F. Marmande est une de mes raisons de lire encore ce journal (une autre était Pessin, mais il n’y figure plus)… Que dit notre chroniqueur ? Qu’on emploie les mots à tort et à travers (et il cite d’ailleurs en passant une autre de mes admirations, Gérard Genette), mais que lui a pris le parti d’en rire, parfois en se moquant de son interlocuteur : « Comme tu dirais »… Cependant, il n’échappe pas à la dure loi du néologisme, et écrit à ce propos : « juste pour jouer », utilisant « juste » là où « seulement » aurait suffi, comme je le notais déjà ici
PS. Comme je le faisais remarquer dans l’avant-dernier billet de ce blog, on lit encore dans ce même numéro, en page 23, une critique de film (Les regrets de Cédric Kahn), dont l’auteur, Jean-François Rauger, ne nous parle (sauf le nom des acteurs et une référence à Truffaut) pas autrement que s’il s’agissait d’un roman ou d’une pièce de théâtre…


« Dès » quand ?

mardi 1 septembre 2009

Retour de vacances, Monde épisodique… Pas pu noter grand chose, donc, sinon l’effet pervers d’un tic de vocabulaire de plus en plus répandu et auquel le journal, comme il se doit, n’échappe pas.
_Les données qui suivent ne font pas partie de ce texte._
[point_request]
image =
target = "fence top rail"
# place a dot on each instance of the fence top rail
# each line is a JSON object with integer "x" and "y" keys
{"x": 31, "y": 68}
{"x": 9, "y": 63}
Mercredi 26 août, en Une, un titre : « Nous serons 7 milliards de terriens dès 2012 ».
« Dès » 2012 ? Cela donnerait à penser que la croissance démographique mondiale est plus forte que prévu… Je croyais le contraire. Et c’est précisément ce que confirme le corps de l’article, où l’on apprend par exemple que nous serons 9,4 milliards en 2050, « bien loin des 15 milliards » pronostiqués naguère.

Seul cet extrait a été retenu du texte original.